When Flake stood up and introduced himself, Trump told him, “You’ve been very critical of me.”
“Yes, I’m the other senator from Arizona — the one who didn’t get captured — and I want to talk to you about statements like that,” Flake responded, according to two Republican officials.
Flake was referencing Trump’s comments last summer about the military service of Sen. John McCain (R-Ariz.), who was a prisoner of war during the Vietnam conflict. Trump questioned whether McCain was a war hero because he was captured.
Flake told Trump that he wants to be able to support him — “I’m not part of the Never Trump movement,” the senator said — but that he remains uncomfortable backing his candidacy, the officials said.
Trump said at the meeting that he has yet to attack Flake hard but threatened to begin doing so. Flake stood up to Trump by urging him to stop attacking Mexicans. Trump predicted that Flake would lose his reelection, at which point Flake informed Trump that he was not on the ballot this year, the sources said.
Rep. Mark Sanford (R-S.C.) left the meeting worried about Trump’s grasp on the basics of the Constitution. At a lunch with reporters afterward, he recalled that the candidate did not seem to know what he was promising to defend.
“I wasn’t particularly impressed,” said Sanford. “It was the normal stream of consciousness that’s long on hyperbole and short on facts. At one point, somebody asked about Article I powers: What will you do to protect them? I think his response was, ‘I want to protect Article I, Article II, Article XII,’ going down the list. There is no Article XII.”

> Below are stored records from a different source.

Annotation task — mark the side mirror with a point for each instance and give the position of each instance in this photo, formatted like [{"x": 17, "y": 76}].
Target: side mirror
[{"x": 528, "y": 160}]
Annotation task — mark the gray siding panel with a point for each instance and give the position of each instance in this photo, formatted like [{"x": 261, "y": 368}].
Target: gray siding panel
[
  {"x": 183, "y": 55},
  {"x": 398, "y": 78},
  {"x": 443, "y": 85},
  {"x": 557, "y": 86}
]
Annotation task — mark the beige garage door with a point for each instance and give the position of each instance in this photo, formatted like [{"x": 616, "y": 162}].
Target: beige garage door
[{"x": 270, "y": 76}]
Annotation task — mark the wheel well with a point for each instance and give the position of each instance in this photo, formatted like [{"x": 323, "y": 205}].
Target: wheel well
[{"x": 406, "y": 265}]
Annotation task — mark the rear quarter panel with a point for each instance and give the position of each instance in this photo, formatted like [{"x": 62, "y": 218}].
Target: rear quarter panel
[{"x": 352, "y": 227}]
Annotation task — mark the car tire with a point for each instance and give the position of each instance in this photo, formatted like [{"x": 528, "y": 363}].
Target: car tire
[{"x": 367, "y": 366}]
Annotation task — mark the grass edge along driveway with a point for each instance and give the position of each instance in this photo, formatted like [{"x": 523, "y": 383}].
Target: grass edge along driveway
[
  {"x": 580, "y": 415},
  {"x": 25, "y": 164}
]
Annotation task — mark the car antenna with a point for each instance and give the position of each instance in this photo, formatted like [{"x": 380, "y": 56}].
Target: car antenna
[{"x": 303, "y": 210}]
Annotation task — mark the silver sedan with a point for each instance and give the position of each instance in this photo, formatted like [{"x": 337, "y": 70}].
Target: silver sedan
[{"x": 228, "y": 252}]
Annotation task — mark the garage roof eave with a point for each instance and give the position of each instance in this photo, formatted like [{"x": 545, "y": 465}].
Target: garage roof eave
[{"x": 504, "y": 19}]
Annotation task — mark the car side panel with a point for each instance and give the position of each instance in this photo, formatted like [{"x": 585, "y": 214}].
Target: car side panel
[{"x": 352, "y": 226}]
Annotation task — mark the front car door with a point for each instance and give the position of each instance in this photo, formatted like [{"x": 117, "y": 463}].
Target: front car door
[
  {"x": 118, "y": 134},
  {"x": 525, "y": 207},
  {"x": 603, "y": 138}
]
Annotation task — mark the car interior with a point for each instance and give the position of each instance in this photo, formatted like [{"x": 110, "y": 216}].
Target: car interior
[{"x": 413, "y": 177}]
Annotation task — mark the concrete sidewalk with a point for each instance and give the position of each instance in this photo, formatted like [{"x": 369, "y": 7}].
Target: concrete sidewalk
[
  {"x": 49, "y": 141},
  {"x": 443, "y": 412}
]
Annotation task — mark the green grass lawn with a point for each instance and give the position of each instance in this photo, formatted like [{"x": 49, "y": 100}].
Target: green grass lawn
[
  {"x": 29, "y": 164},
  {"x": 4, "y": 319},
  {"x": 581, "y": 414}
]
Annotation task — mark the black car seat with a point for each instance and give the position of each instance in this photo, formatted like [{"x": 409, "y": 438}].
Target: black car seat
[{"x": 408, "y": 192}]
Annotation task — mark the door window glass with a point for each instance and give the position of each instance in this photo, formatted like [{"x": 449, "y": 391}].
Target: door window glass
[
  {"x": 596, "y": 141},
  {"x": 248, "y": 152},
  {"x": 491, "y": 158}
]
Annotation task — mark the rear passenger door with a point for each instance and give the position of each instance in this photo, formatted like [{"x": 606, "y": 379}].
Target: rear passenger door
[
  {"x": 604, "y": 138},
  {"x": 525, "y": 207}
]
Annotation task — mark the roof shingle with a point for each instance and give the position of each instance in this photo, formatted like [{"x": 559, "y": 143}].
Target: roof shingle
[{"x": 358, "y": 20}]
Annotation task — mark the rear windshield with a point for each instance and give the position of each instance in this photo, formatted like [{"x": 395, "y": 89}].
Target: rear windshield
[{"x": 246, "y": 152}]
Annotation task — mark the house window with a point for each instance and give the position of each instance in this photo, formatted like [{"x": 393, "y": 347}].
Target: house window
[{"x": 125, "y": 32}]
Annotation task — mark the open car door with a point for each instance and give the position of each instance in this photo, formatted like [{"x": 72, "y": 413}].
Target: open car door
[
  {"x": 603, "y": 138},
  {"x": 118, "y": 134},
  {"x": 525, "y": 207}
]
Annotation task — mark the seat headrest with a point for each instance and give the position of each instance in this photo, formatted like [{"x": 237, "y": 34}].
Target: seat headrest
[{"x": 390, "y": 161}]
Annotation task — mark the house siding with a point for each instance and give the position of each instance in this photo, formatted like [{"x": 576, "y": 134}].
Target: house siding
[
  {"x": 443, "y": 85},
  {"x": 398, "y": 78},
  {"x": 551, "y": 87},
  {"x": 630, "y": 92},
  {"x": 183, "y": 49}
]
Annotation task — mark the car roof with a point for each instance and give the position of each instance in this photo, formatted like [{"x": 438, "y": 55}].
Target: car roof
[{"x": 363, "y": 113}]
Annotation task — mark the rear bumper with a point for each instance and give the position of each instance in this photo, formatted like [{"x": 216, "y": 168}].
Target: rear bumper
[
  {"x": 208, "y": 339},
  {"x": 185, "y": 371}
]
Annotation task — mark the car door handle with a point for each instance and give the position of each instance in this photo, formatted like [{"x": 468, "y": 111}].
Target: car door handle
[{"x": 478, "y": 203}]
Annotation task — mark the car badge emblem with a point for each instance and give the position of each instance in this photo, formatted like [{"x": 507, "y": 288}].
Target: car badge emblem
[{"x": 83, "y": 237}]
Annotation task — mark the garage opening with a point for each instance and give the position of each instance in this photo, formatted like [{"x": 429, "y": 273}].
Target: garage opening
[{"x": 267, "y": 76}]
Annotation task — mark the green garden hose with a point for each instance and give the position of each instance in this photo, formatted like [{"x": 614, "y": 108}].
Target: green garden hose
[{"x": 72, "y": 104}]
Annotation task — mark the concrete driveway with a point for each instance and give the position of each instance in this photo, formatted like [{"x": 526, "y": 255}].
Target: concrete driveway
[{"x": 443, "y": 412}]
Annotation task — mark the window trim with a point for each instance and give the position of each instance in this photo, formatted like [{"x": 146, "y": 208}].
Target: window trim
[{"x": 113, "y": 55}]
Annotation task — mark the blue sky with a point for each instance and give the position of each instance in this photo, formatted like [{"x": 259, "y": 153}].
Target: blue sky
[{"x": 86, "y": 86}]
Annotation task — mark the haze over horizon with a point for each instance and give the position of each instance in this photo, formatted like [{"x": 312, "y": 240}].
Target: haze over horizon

And the lede in this morning's New York Times
story speaks for itself:
Donald J. Trump on Wednesday offered a defiant defense of his campaign’s decision to publish an image widely viewed as anti-Semitic — saying he regretted deleting it — and vigorously reaffirmed his praise of Saddam Hussein, the murderous Iraqi dictator.
In the span of 30 minutes, an often-shouting Mr. Trump breathed new life into a controversy that was sparked on Saturday by his posting of an image on his Twitter account of a six-pointed star next to a picture of Hillary Clinton, with money seeming to rain down in the background. The image was quickly, and broadly, criticized for invoking stereotypes of Jews. Mr. Trump deleted it two hours later, and replaced the star image with a circle.
“ ‘You shouldn’t have taken it down,’ ” Mr. Trump recalled telling one of his campaign workers. “I said, ‘Too bad, you should have left it up.’ I would have rather defended it.”
“That’s just a star,” Mr. Trump said repeatedly.
It was a striking display of self-sabotage from a presumptive presidential nominee and underscored the limitations of Mr. Trump’s scattershot approach during the Republican primaries — not to mention how difficult he often makes it for his campaign team to control him.